Żeby było zabawniej, nikt przy takim rozwiązaniu nikogo nie zwalnia, tylko nie przedłuża umowy. A co za tym idzie, statystyki na temat potencjalnie zwalnianych nauczycieli, pozostają nienaruszone.
– Nauczyciel, któremu nie przedłuży się umowy, nie jest liczony jako nauczyciel, który stracił pracę. Po prostu wygasa mu umowa. Młodzi nauczyciele zatrudnieni na czas określony to spora grupa, która nie znajduje się w żadnej statystyce. Dlatego ministerstwo może potem powiedzieć, że nic nie wie o żadnych zwolnieniach. Ich po prostu nie ma. Kończy się okres zatrudnienia i ci nauczyciele wypadają ze statystyk. Bo de facto nie zostali zwolnieni – uważa Urszula Kruczek
Na to również zwracają uwagę nasi rozmówcy. – Myślę, że do mediów będzie podawana informacja, że ci nauczyciele, którzy pracowali w gimnazjach, przeszli do podstawówek, natomiast w podstawówkach nikt nie stracił pracy. Umowa wygasa, nikt nie jest zwolniony. Tłumaczenie sytuacji w mediach będzie następujące: I tak nie planowaliśmy podpisać z panem umowy, chcieliśmy poszukać kogoś innego na pana miejsce. Zapewne dla opinii publicznej tak będzie wyglądała przekazana informacja – mówi pan Paweł.
Pani Agnieszka: "Wydaje mi się, że w związku ze zmianą reformy oświaty, chcą udowodnić, że żadnen z naczycieli gimnazjów nie stracił pracy".
Nie chcą płacić odpraw
Dyrektorzy szkół niechętnie o tym mówią. – W ubiegłym roku były wytyczne, żeby przyjąć zwolnionego nauczyciela z zewnątrz kosztem mojego nauczyciela stażysty, mimo że na przykład jestem zadowolony z jego pracy, a on chciałby dalej u nas pracować – mówi nam dyrektor jednej z podstawówek w województwie mazowieckim. Akurat on nie miał takiego dylematu, żaden nauczyciel z gimnazjum do niego się nie zgłosił. W tym roku nie słyszał o żadnych nowych zaleceniach, ale podkreśla, że jakby były to nie będzie ich słuchał. Bo nie będzie zatrudniał kogokolwiek skoro ma świetną kadrę.
Po co to wszystko? – Nie chcą płacić odpraw gimnazjalnym nauczycielom. To jasne – odpowiada.

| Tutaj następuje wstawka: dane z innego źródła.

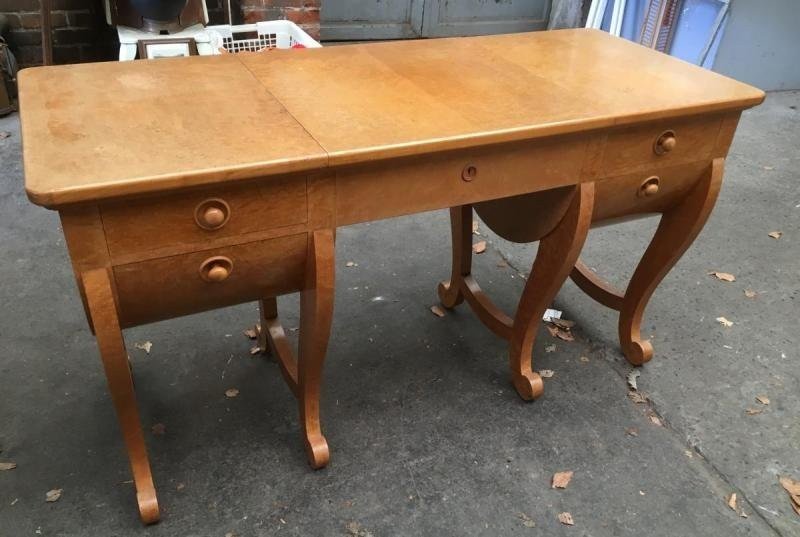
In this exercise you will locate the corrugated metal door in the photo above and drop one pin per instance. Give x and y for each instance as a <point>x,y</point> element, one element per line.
<point>399,19</point>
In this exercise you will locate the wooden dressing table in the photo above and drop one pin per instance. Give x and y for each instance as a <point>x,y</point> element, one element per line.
<point>542,134</point>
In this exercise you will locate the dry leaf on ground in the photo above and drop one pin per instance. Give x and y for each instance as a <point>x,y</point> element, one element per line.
<point>437,310</point>
<point>724,322</point>
<point>631,378</point>
<point>479,247</point>
<point>251,333</point>
<point>637,397</point>
<point>559,333</point>
<point>146,346</point>
<point>527,521</point>
<point>566,519</point>
<point>724,276</point>
<point>561,479</point>
<point>792,487</point>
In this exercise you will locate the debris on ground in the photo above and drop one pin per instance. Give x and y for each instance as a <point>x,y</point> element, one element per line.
<point>724,322</point>
<point>631,378</point>
<point>146,346</point>
<point>527,521</point>
<point>355,529</point>
<point>437,310</point>
<point>566,519</point>
<point>561,479</point>
<point>724,276</point>
<point>792,488</point>
<point>251,333</point>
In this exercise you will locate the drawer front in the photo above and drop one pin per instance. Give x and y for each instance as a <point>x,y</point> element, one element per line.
<point>659,144</point>
<point>202,216</point>
<point>645,193</point>
<point>412,185</point>
<point>168,287</point>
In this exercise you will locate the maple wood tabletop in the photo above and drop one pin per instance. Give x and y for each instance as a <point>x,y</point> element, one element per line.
<point>95,131</point>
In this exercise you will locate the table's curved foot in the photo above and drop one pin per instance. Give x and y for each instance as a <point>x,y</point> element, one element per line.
<point>677,230</point>
<point>450,292</point>
<point>557,254</point>
<point>103,312</point>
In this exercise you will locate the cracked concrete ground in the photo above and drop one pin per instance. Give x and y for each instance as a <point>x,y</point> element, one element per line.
<point>427,436</point>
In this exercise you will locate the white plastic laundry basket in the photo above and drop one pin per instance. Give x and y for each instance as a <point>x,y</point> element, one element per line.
<point>259,36</point>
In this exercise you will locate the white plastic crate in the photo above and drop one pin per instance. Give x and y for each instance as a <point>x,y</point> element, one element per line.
<point>259,36</point>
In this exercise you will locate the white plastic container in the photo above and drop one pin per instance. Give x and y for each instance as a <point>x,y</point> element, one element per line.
<point>259,36</point>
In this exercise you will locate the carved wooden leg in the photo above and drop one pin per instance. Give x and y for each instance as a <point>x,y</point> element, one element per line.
<point>316,314</point>
<point>677,230</point>
<point>557,254</point>
<point>102,308</point>
<point>450,292</point>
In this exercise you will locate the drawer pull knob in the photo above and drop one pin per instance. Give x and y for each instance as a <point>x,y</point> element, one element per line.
<point>212,214</point>
<point>649,187</point>
<point>469,172</point>
<point>665,143</point>
<point>216,269</point>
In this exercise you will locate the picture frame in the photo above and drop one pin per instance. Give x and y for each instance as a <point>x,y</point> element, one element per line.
<point>150,49</point>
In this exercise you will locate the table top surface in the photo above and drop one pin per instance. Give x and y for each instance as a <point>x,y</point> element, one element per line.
<point>94,131</point>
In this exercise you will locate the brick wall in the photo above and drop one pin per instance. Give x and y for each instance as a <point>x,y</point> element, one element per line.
<point>80,32</point>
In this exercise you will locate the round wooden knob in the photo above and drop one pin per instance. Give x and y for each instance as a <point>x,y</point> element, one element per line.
<point>469,172</point>
<point>216,269</point>
<point>649,187</point>
<point>217,273</point>
<point>212,214</point>
<point>665,143</point>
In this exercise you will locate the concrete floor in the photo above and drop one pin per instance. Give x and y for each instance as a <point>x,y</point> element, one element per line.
<point>427,436</point>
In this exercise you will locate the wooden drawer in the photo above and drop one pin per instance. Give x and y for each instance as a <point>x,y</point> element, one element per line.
<point>411,185</point>
<point>645,193</point>
<point>168,287</point>
<point>168,223</point>
<point>659,144</point>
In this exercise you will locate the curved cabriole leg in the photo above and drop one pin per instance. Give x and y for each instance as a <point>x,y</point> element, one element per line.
<point>677,230</point>
<point>103,311</point>
<point>450,292</point>
<point>316,314</point>
<point>557,254</point>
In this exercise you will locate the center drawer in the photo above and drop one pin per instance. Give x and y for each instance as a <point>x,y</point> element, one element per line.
<point>168,287</point>
<point>200,217</point>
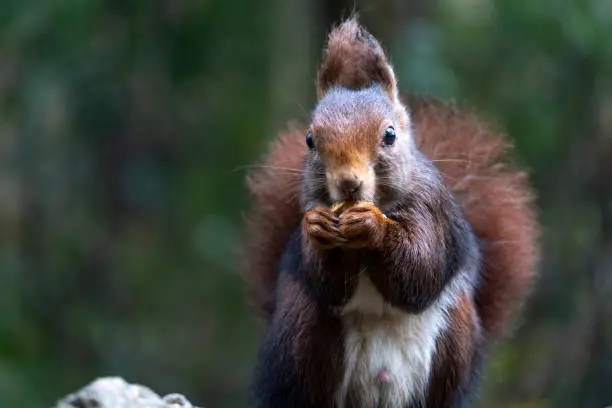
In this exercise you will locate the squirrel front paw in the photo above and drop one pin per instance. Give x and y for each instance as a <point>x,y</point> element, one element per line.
<point>363,226</point>
<point>321,227</point>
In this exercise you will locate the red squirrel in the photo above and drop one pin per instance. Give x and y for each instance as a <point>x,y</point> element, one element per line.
<point>392,299</point>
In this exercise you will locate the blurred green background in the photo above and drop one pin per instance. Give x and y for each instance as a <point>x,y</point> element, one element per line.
<point>125,129</point>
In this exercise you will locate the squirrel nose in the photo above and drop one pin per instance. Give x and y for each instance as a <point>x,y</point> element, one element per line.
<point>349,186</point>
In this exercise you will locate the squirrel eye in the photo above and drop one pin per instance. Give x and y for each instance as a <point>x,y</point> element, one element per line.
<point>309,141</point>
<point>389,137</point>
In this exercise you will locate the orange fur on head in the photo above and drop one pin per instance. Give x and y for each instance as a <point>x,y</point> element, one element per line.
<point>475,164</point>
<point>354,59</point>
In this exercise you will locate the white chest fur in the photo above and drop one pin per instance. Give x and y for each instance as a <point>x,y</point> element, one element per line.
<point>387,353</point>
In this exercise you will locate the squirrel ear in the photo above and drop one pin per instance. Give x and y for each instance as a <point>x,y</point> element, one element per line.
<point>354,59</point>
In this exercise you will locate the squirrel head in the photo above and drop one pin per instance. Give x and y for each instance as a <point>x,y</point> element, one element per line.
<point>359,138</point>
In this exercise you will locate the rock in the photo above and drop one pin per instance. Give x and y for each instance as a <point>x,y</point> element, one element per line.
<point>115,392</point>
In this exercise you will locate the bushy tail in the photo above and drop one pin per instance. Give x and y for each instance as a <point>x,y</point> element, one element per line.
<point>475,161</point>
<point>477,165</point>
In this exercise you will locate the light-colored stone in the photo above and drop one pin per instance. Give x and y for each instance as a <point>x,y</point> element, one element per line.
<point>115,392</point>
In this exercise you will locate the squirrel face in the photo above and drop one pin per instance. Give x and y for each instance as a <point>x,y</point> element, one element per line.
<point>360,147</point>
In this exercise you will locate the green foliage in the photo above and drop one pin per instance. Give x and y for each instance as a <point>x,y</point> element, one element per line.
<point>125,129</point>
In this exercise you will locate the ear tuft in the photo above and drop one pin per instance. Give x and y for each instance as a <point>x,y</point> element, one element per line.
<point>354,59</point>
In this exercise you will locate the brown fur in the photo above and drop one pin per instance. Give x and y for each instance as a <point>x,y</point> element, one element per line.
<point>474,160</point>
<point>354,59</point>
<point>454,354</point>
<point>321,371</point>
<point>475,163</point>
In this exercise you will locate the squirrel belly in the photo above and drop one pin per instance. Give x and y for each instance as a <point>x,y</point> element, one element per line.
<point>388,246</point>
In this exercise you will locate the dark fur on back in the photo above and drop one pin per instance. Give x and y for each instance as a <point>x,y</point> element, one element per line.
<point>475,162</point>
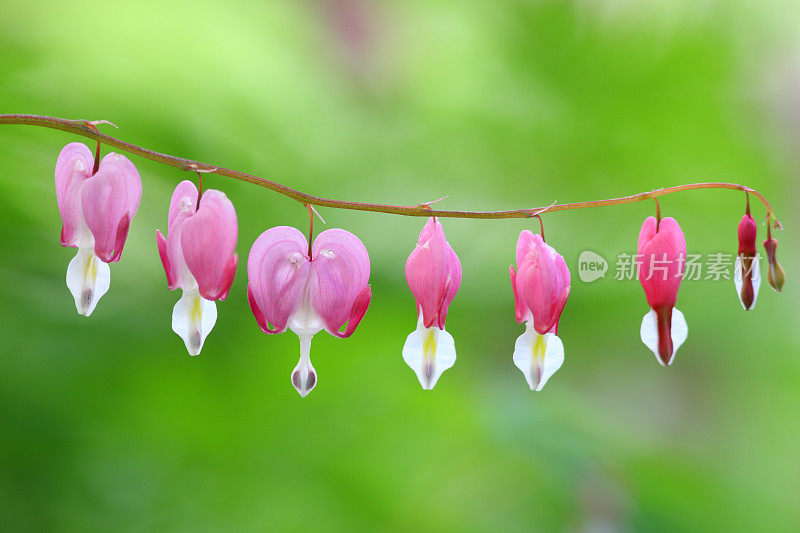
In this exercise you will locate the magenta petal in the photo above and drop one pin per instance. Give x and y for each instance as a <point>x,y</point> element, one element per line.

Nauczyciele, z którymi rozmawiamy, twierdzą, że zalecenia przyszły z gminy. Ale najwyraźniej nie pojawiły się w każdej. Wójt Starych Babic, którego prosimy o opinię, jest wręcz oburzony taką praktyką. – Ja się brzydzę zakulisowymi naciskami. Nie mogę ręczyć za wszystkich. Ale nie wierzę, by którykolwiek z kolegów, których znam bliżej, coś takiego zrobił – mówi na Temat Krzysztof Turek.
Sytuacja patowa
Wydaje się, że nie ma tu złotego środka. Sytuacja wydaje się totalnie patowa – przynajmniej tam, gdzie pojawiły się takie zalecenia. Żal i jednych, i drugich. Każdy walczy o pracę. Jednym na starcie podcina się skrzydła.

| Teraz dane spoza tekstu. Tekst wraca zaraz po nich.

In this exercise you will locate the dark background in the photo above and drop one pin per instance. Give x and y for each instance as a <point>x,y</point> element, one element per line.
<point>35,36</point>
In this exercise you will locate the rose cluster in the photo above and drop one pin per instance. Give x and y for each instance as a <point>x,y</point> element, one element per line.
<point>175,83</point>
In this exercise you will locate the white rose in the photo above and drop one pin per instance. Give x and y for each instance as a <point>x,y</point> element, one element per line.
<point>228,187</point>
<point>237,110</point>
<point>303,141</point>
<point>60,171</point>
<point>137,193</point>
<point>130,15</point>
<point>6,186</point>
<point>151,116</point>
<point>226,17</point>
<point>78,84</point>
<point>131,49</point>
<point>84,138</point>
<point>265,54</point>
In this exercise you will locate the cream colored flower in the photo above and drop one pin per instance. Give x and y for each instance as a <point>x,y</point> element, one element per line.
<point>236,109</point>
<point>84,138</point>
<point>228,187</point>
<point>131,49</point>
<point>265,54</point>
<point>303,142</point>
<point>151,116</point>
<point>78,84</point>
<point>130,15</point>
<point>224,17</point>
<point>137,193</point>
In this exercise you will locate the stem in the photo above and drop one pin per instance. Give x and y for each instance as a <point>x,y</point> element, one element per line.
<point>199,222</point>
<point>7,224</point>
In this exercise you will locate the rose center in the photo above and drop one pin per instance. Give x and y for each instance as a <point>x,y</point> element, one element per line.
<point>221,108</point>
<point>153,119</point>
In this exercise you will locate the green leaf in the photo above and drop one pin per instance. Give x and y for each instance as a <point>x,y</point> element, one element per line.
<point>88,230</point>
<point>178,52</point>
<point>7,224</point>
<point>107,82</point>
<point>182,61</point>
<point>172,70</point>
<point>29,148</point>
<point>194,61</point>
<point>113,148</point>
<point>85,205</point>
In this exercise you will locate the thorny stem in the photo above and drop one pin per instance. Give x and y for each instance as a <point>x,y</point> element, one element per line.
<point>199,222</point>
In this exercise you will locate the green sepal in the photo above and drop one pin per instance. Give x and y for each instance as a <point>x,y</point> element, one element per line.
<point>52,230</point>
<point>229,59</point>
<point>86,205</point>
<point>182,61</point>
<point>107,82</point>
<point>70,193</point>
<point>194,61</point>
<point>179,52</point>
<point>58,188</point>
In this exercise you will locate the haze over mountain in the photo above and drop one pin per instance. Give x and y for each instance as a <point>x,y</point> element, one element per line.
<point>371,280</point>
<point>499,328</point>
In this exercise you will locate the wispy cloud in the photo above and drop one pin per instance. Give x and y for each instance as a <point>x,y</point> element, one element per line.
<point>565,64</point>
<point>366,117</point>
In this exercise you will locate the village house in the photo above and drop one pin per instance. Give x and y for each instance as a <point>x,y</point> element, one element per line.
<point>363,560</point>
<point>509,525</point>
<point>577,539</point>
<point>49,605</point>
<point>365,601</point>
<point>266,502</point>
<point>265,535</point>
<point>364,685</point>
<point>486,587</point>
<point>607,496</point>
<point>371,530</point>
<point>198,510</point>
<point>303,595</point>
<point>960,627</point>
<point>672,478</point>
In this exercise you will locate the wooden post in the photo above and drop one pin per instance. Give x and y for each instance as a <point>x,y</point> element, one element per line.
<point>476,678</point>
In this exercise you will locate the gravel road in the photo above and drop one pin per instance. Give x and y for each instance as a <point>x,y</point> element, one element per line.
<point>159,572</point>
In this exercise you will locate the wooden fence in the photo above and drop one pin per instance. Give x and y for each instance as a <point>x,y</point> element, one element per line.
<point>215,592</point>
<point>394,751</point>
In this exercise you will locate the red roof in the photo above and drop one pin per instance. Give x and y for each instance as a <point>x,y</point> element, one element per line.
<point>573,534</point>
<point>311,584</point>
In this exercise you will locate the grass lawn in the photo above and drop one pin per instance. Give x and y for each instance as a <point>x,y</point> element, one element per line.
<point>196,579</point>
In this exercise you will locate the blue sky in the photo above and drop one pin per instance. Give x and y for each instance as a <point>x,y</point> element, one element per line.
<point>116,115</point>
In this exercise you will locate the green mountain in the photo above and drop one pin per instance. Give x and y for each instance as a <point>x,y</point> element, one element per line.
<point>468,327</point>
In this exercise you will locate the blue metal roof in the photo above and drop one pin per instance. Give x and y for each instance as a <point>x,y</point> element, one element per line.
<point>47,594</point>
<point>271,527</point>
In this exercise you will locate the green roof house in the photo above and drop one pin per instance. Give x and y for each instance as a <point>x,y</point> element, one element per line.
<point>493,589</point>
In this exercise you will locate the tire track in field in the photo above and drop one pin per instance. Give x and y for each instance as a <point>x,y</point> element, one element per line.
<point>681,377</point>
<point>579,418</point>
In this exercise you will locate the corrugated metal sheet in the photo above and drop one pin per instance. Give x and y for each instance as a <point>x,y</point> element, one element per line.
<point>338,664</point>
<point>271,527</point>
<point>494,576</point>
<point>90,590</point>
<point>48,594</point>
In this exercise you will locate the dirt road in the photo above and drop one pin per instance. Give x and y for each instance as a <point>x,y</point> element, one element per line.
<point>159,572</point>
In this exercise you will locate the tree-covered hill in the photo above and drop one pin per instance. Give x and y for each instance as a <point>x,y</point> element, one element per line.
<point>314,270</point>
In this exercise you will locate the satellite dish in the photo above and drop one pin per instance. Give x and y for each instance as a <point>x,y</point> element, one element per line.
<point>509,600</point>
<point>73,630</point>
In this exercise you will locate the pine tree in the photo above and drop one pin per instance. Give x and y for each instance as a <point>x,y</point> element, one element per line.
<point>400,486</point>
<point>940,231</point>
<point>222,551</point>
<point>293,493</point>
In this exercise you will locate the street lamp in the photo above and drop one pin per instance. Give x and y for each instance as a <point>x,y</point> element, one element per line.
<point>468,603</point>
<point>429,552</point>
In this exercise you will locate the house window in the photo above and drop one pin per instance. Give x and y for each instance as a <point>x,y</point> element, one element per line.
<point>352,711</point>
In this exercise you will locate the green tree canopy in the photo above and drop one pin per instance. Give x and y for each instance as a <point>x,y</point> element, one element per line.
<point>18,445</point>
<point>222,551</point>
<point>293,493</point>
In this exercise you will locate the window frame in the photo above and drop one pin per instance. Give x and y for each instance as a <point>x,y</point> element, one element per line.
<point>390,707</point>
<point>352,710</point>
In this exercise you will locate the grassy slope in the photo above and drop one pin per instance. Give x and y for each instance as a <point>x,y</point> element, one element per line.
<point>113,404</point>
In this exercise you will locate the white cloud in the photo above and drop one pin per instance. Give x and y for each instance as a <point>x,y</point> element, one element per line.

– Tak, jest to sytuacja patowa. I bardzo niedobre rozwiązanie. Nauczyciele z gimnazjów znajdują się w klinczu. Mogą starać się też o pracę w liceach, ale organem prowadzącym dla podstawówek i gimnazjów jest gmina, a dla szkół średnich starostwo. I każdy organ pilnuje swoich. Dlatego jeśli gmina chce ich zatrudnić, to pracę będą tracić nauczyciele zatrudnieni na czas określony w szkołach podstawowych – tak to widzi Urszula Kruczek.
Z nauczycielem pracującym w tej szkole do 31 sierpnia umowy już nie podpiszą, o czym możemy dowiedzieć się nawet ostatniego dnia wakacji. Pani dyrektor ma obowiązek przyjąć obcego dla niej nauczyciela z wygaszanego gimnazjum.